Vor dem Senat hatte Conte am Dienstagvormittag an "die Willigen" anderer Parteien aus dem sogenannten pro-europäischen Lager appelliert, seine Regierung zu unterstützen.. Dabei bezog er sich ausdrücklich auf "europa-, liberalorientierte und sozialistische Kräfte". In dieser Phase der Pandemie könne sich Italien keine Regierungskrise erlauben, argumentierte Conte. Er schloss die Möglichkeit einer Fortsetzung der Allianz mit der Renzi-Partei aus. "Wir müssen das Blatt wenden. Dieses Land verdient eine geschlossene Regierung", sagte der Premier in seiner über einstündigen Ansprache vor dem Senat, die wiederholt vom Applaus aus den Reihen der PD und der Fünf-Sterne-Bewegung unterbrochen wurde.

In seiner Ansprache hatte Renzi eine Fortsetzung der Zusammenarbeit mit der Regierung ausgeschlossen. Italien brauche ein stärkeres Kabinett. "Seit Monaten drängen wir zu einer politischen Wende in der Regierung. Wir haben bisher zu viel Geduld gehabt", sagte der Expremier. Er zog eine negative Bilanz der Arbeit des Kabinetts Conte, an dem sich Italia Viva seit ihrer Gründung im Oktober 2019 beteiligt hatte. Italien sei das EU-Land mit dem stärksten Rückgang der Wirtschaftsleistung infolge der Coronavirus-Epidemie. Das Land weise hinzu das negativste Verhältnis zwischen Bevölkerung und Zahl der Corona-Todesopfer vor.

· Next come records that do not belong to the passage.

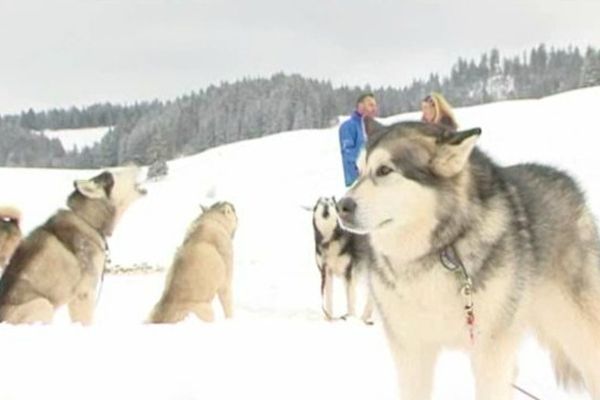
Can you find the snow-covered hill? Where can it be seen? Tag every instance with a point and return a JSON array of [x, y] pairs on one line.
[[278, 346], [80, 138]]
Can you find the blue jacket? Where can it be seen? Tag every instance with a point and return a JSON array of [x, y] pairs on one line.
[[352, 140]]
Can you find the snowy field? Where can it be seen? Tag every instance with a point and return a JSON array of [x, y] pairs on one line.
[[278, 345], [77, 137]]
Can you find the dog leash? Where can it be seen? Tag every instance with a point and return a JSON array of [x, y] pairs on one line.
[[107, 262], [451, 260]]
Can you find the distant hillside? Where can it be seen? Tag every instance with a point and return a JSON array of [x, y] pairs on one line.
[[250, 108]]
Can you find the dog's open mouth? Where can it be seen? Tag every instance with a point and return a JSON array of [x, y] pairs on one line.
[[358, 230], [352, 227]]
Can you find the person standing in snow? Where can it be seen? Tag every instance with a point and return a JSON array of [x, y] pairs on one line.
[[353, 136], [436, 110]]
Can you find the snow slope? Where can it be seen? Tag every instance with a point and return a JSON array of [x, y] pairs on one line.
[[278, 346], [80, 138]]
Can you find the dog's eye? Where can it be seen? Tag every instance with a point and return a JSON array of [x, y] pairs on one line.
[[383, 171]]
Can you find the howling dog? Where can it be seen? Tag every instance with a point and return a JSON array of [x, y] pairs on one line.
[[338, 253], [470, 255], [202, 269], [62, 261]]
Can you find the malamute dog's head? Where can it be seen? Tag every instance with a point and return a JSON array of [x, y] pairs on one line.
[[103, 199], [409, 169], [325, 217], [224, 213], [10, 233]]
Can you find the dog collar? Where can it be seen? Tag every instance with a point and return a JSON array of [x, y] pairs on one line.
[[451, 261]]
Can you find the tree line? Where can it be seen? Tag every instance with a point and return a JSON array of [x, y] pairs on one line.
[[147, 132]]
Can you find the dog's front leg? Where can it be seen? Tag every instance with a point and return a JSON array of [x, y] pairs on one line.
[[494, 366], [415, 367], [81, 307], [328, 294], [350, 293]]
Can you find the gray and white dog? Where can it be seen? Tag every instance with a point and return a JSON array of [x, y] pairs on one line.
[[338, 253], [470, 255]]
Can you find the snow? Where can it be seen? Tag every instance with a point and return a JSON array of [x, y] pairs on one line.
[[80, 138], [278, 345]]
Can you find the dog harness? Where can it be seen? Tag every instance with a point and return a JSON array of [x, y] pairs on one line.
[[451, 261]]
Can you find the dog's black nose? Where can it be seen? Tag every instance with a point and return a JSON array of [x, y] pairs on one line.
[[346, 206]]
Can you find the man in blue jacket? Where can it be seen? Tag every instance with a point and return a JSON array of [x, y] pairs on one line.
[[353, 136]]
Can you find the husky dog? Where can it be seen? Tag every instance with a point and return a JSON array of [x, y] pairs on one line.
[[62, 261], [202, 268], [10, 233], [338, 253], [521, 240]]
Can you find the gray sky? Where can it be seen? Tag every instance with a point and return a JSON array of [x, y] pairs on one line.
[[77, 52]]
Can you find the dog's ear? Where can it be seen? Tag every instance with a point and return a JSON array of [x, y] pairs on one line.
[[453, 150], [372, 126], [89, 188]]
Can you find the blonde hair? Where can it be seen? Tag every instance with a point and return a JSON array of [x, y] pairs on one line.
[[441, 109]]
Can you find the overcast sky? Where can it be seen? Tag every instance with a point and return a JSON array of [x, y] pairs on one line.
[[77, 52]]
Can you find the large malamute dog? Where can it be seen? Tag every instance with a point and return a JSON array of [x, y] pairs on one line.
[[338, 253], [10, 233], [202, 268], [61, 262], [470, 254]]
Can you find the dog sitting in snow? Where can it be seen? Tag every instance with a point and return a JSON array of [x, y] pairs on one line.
[[10, 233], [338, 253], [61, 262], [202, 269]]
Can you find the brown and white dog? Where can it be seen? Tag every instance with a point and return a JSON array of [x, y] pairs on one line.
[[62, 261]]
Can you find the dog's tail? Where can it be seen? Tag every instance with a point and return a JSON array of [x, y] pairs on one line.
[[567, 375], [10, 213]]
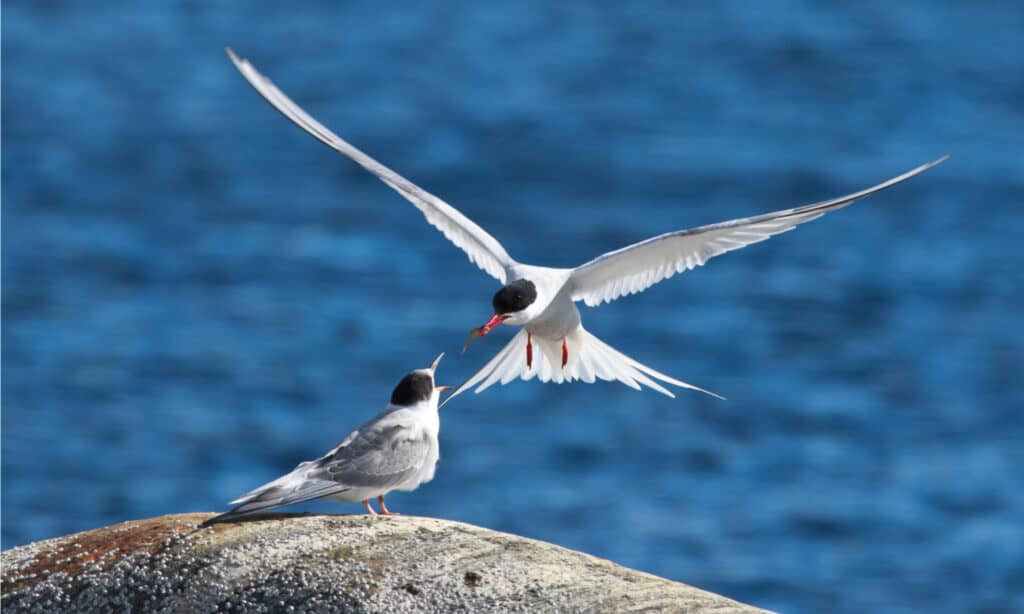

Vor der Abstimmung hatte auch Bundeskanzler Sebastian Kurz (ÖVP) Conte den Rücken gestärkt. "Ich kann Italiens interne Angelegenheiten nicht kommentieren. Ich hoffe jedoch auf die größtmögliche Stabilität im Land in dieser schwierigen Phase. Wir müssen die Pandemie gemeinsam bekämpfen", so Kurz im Interview mit den Nachrichten SkyTg24.

Wie es nun mit Conte weitergeht, steht noch offen. Möglich ist, dass der Premier Staatspräsident Mattarella treffen wird, um ihm über die jüngsten politischen Entwicklungen zu berichten. Fraglich ist, wie lang Conte mit einer derart dünnen Mehrheit weiterregieren kann. Der Jurist ist seit Juni 2018 italienische Regierungschef.